5
20 Maret 2006
Hampir seluruh murid di SMA Lentera mengalami keracunan makanan. Sekarang para korban sudah mendapatkan penanganan di salah satu rumah sakit terdekat....
25 maret 2006
Seorang siswi SMA Lentera ditemukan tewas di atas gedung sekolahnya. Ditemukan puluhan luka sayatan di bagian tubuh korban. Selain itu, korban kehilangan kedua bola matanya....
30 maret 2006
Seorang guru SMA Lentera ditemukan tewas dalam keadaan mengenaskan dengan kedua bola mata yang hilang. Korban ditemukan di taman belakang sekolah yang jarang terjamah....
5 april 2006
Dua orang petugas kebersihan di SMA lentera ditemukan tewas dengan luka sayatan lebar di leher keduanya. Diketahui jika kedua korban kehilangan matanya....
10 april 2006
Tim penyelidik masih terus mencari pelaku pembunuhan yang terjadi di SMA Lentera. Namun penyelidikan kali ini sangat sulit dikarenakan tidak adanya jejak sang pelaku....
10 mei 2006
SMA Lentera ditutup oleh pemerintah karena peristiwa pembunuhan yang terjadi beberapa waktu terakhir. Semua siswa dipindahkan ke sekolah lain yang masih kekurangan murid...

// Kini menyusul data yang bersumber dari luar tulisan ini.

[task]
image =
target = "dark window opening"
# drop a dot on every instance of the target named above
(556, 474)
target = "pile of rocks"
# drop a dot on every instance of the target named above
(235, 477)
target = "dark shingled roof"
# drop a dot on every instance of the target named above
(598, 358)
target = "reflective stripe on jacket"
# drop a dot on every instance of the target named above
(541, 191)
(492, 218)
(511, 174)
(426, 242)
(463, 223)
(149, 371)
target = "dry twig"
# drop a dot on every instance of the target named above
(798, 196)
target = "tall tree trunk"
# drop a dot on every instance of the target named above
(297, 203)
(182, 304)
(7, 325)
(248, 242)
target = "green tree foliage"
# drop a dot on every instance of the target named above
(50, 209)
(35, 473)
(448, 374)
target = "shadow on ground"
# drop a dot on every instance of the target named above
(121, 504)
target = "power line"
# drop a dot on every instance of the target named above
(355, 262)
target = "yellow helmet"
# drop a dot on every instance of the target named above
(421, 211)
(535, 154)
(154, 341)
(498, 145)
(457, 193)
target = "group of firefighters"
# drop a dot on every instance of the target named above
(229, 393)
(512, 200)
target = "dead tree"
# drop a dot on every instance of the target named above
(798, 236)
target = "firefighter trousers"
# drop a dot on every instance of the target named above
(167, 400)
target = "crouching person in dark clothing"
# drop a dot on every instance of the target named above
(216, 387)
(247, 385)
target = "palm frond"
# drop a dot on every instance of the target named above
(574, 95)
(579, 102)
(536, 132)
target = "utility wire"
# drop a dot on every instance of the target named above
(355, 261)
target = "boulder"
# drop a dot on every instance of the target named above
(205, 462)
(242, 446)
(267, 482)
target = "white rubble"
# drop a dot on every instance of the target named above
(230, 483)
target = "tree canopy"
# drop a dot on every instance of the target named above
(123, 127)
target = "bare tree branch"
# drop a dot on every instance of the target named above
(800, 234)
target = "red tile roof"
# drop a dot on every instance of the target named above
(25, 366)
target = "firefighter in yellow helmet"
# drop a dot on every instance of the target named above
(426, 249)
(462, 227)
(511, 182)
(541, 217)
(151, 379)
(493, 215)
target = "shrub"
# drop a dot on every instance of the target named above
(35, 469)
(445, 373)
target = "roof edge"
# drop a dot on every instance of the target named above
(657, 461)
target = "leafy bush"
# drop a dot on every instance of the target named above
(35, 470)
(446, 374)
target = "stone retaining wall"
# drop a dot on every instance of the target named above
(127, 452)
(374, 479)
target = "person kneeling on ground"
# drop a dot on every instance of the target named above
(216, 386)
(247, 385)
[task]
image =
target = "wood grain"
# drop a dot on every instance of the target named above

Kasus pembunuhan di sekolah tersebut juga telah ditutup oleh kepolisian....
💦💦💦
5 April 2007.
"Gila, serem bener dah," ucap Leon.
"Lo dapat ini koran tahun lalu di mana, Le?"
"Nemu di kolong meja, Ci."
"Halah, nggak percaya gue sama yang gituan," kata Tio.
"Sok jago lo, Tai!" ujar Kenan sambil menjitak kepala Tio.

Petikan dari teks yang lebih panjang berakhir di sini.